PFN Boosts Web Agent Performance via Knowledge and Retries
- •Preferred Networks achieves SOTA on WorkArena Level 2 using a GPT-5-based Web Agent.
- •Novel method summarizes 'Web knowledge' from past logs to prevent common browser operation errors.
- •Retry strategy detects loops and switches models, improving baseline performance by 11.5%.
Preferred Networks (PFN) has unveiled a new method to dramatically enhance the performance of "Web agents"—AI designed to autonomously navigate browsers and execute complex business tasks.
During a summer internship project, the research team analyzed agent behavior using GPT-5-mini on the WorkArena benchmark, which simulates difficult operations in enterprise applications like ServiceNow.

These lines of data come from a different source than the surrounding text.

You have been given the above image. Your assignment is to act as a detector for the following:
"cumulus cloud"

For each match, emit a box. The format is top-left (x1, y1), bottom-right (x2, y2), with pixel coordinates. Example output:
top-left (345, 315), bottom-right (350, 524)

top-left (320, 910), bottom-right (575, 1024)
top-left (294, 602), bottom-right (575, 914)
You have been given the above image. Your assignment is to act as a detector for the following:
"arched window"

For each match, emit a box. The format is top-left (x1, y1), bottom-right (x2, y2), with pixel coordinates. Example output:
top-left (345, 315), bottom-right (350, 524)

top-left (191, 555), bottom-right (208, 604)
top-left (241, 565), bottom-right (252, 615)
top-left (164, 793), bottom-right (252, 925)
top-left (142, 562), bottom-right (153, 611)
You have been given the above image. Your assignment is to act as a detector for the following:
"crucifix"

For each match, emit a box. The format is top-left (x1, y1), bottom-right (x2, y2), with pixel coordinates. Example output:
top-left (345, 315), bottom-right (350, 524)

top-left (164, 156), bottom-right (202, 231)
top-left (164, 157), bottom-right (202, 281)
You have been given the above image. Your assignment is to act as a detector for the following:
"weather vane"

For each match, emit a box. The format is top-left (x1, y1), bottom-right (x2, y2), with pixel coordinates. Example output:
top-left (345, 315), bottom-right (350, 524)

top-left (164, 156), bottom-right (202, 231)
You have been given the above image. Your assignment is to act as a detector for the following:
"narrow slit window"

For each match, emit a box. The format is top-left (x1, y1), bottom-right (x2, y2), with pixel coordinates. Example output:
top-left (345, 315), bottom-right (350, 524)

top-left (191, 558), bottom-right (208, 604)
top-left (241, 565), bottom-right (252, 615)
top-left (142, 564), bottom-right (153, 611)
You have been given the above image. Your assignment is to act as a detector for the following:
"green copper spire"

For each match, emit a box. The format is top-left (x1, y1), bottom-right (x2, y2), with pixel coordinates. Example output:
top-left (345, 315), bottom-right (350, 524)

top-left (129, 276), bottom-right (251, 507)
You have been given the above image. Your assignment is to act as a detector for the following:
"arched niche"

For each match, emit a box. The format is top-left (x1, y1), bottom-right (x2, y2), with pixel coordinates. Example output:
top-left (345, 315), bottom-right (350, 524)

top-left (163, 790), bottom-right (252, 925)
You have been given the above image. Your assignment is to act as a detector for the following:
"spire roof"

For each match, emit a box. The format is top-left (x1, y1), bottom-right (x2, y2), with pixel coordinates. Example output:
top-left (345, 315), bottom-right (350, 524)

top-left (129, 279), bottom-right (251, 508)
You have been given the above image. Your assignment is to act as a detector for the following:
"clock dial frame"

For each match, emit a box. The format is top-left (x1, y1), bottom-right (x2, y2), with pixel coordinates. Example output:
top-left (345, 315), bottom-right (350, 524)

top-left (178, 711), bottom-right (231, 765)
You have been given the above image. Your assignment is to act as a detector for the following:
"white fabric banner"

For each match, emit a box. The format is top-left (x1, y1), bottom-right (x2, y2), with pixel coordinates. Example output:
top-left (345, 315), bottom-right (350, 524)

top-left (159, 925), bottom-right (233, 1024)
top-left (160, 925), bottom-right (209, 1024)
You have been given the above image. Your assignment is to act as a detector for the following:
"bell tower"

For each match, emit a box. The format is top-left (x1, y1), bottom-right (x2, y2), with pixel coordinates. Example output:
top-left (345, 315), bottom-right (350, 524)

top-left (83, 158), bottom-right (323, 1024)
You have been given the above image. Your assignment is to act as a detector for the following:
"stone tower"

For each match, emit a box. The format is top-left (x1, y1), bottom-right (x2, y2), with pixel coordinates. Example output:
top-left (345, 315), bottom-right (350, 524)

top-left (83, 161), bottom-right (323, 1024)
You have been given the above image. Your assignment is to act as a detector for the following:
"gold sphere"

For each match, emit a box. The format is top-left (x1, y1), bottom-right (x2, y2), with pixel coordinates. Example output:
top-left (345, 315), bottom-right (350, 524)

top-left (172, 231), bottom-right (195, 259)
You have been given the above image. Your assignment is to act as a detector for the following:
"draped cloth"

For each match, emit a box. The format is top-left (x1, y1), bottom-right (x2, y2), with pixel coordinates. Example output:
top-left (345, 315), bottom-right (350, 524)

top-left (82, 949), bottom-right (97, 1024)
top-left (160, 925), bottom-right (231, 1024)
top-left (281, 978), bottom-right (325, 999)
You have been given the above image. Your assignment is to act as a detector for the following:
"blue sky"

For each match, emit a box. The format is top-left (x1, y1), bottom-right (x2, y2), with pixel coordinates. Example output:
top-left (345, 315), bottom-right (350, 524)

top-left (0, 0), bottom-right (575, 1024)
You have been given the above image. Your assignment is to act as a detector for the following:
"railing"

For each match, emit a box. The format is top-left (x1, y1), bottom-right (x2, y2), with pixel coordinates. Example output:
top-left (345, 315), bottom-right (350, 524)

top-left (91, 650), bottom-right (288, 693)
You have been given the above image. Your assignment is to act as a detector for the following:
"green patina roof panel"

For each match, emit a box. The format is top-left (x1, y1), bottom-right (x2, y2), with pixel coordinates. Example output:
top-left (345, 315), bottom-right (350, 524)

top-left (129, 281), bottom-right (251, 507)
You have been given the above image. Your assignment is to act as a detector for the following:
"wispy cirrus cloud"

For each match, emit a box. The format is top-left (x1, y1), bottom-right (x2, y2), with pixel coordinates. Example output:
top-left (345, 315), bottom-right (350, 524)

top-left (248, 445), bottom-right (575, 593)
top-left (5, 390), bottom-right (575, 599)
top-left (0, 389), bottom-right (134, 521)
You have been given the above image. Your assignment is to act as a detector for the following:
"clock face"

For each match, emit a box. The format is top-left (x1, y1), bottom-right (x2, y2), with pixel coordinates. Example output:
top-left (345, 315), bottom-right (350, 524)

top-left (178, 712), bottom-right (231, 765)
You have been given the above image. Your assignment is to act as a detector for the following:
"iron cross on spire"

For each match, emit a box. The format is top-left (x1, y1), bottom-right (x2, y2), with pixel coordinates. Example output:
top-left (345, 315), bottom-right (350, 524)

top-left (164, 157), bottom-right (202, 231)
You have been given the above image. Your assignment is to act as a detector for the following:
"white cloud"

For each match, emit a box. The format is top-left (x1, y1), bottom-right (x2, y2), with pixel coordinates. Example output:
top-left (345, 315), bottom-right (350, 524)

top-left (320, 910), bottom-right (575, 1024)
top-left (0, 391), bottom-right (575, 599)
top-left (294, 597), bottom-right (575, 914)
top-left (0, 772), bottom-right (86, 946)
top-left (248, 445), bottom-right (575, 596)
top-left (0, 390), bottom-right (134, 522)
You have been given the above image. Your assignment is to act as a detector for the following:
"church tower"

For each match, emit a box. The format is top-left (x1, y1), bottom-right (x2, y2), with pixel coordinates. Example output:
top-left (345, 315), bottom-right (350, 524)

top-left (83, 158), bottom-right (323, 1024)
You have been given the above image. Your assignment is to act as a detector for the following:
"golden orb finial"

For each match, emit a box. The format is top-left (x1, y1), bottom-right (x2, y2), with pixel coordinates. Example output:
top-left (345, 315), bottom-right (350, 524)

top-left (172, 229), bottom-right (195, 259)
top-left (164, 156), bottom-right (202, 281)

Their findings show significant accuracy improvements and a new State-of-the-Art (SOTA) record in tasks requiring complex conditional branching, which previously stumped traditional models.
Web agents often struggle with "operational errors," such as misinterpreting the function of a button, or "infinite loops" where the agent repeats the same action indefinitely.
To combat this, the study introduces "Web knowledge accumulation," a technique that abstracts insights from past success and failure logs.
By summarizing specific UI interactions into triplets of "Intent," "Correct Action (OK)," and "Incorrect Action (NG)," the system provides auxiliary guidance during the agent’s inference phase.
This allows the agent to treat past experiences as a universal manual, enabling confident navigation even on unfamiliar web pages.
The system's robustness is further bolstered by an innovative "retry strategy."
When the agent detects a loop or a "false completion"—where it claims to be finished despite the task being incomplete—the system rewinds the history by several steps.
It then temporarily swaps the base model for a different one, such as Claude-3.7-Sonnet, to re-attempt the step.
By bringing in a "guest model" with different reasoning tendencies, the agent can break through logical dead ends that a single model could not overcome.
This approach marks a significant evolution of AI agents from simple instruction-followers to autonomous partners capable of self-correction.